Die acht Stufen des Raja Yogas
- Yama (Ethnische Haltung gegenüber Umwelt: Gewaltlosigkeit, Wahrheit sprechen, kein Stehlen, kein Überfluss, kein Geiz)
- Niyama (Ethnische Haltung gegenüber uns selbst: Reinheit, Genügsamkeit, Selbstdisziplin, Selbststudium, Hingabe zum Göttlichen)
- Asana (Körperübungen)
- Pranayama (Atemübungen)
- Pratyahara (Nach-Innen-Ziehen der Sinne: Rückzug von negativen Einflüssen und Öffnen hin zu positiven Einflüssen)
- Dharana (Konzentration)
- Dhyana (Meditation)
- Samadhi (Erleuchtung)
Raja Yoga im Alltag
Um Raja Yoga in unseren Alltag zu integrieren, können wir beginnen ethnisch zu handeln. Dazu zählen Gewaltlosigkeit (kein Fleisch, kein Streit), Bescheidenheit und auch Reinheit. Der nächste Schritt ist Asanas und Pranayama. Dafür empfehlt es sich, einen Yoga Kurs zu besuchen. Falsch ausgeführte Körperübungen und Atemübungen können auf Dauer großen Schaden anrichten. Anfänger sollten also nur unter Leitung eines Lehrers üben. Der fünfte Schritt ist Pratyahara, das Nach-Innen-Ziehen der Sinne, ist schwer zu erklären, da du ihn erfahren werden musst, um ihn zu verstehen. Im Groben meint Pratyahara das Kontrollieren unserer Gelüste und der Rückzug von Dingen des Alltags, die uns nicht guttun. Danach kommen Konzentration und Meditation.
Weitere Yogawege
Hatha Yoga – Körperbeherrschung
Der wohl bekannteste Yoga Weg ist Hatha Yoga. Mithilfe von Asanas (Körperübungen), Pranayama (Atemübungen), Mudras (Handgesten), Bandhas (neuromuskuläre Verschlüsse), Shatkriyas (Reinigungstechniken) und Entspannungstechniken wird der Körper harmonisiert und für langes Sitzen in der Meditation vorbereitet. Hatha Yoga spielt eng mit Raja Yoga zusammen. Ohne Raja Yoga kein Hatha Yoga. Ohne Hatha Yoga kein Raja Yoga. Hatha Yoga ist die Mutter der zahlreichen Yogaschulen wie Vinyasa Yoga, Iyengar Yoga, Yin Yoga. Die unterschiedlichen Yogastile werden in einem extra Blogeintrag erläutert.

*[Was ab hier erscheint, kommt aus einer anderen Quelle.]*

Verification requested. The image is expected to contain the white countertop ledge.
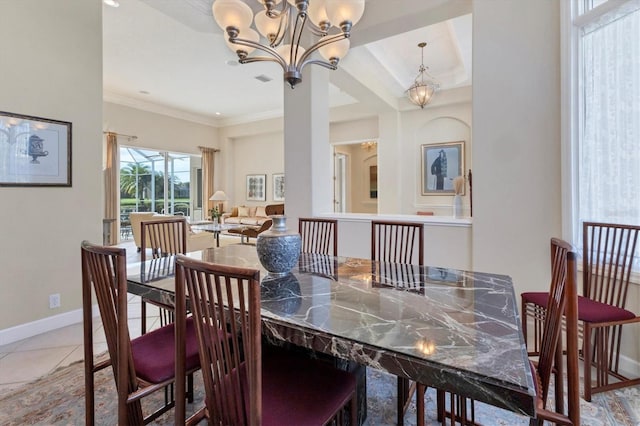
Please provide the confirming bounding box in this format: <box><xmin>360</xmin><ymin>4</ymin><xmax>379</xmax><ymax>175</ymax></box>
<box><xmin>317</xmin><ymin>213</ymin><xmax>473</xmax><ymax>228</ymax></box>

Hatha (‚ha‘ Sanskrit für Mond, ‚tha‘ Sanskrit für Sonne) bedeutet Wille und wird als Einheit der Dualität angesehen. So werden durch Hatha Yoga gegensätzliche Tendenzen (männlich / weiblich) im Körper und Geist harmonisiert.
Lerne mehr über Hatha Yoga in unserer 200h Hatha Yoga Lehrer Ausbildung.
Kriya Yoga – Aktives Handeln
Im Kriya Yoga, einer Form des Raja Yogas, wird versucht den Geist und den Atem in Einklang zu bringen. Der Geist beeinflusst den Atem. Das Atmen beeinflusst den Geist. So wird Atemkontrolle gleichgesetzt mit Selbstkontrolle und das Beherrschen des Atems mit Selbstbeherrschung. Man geht davon aus, dass Kriya Yoga den Körper, den Geist und die Seele gleichermaßen entwickelt. The Techniken des Kriya Yogas sind sehr einfach und können einfach im Alltag integriert werden. Wie auch andere Yogawege arbeitet Kriya Yoga direkt mit Prana (der Lebensenergie) und öffnet die Energiekanäle. Kriya Yoga hat einen großen Einfluss auf unsere Emotionen, Energien und Stimmungen und sollte daher zu Beginn von einem Meister, einem Guru, erlernt werden.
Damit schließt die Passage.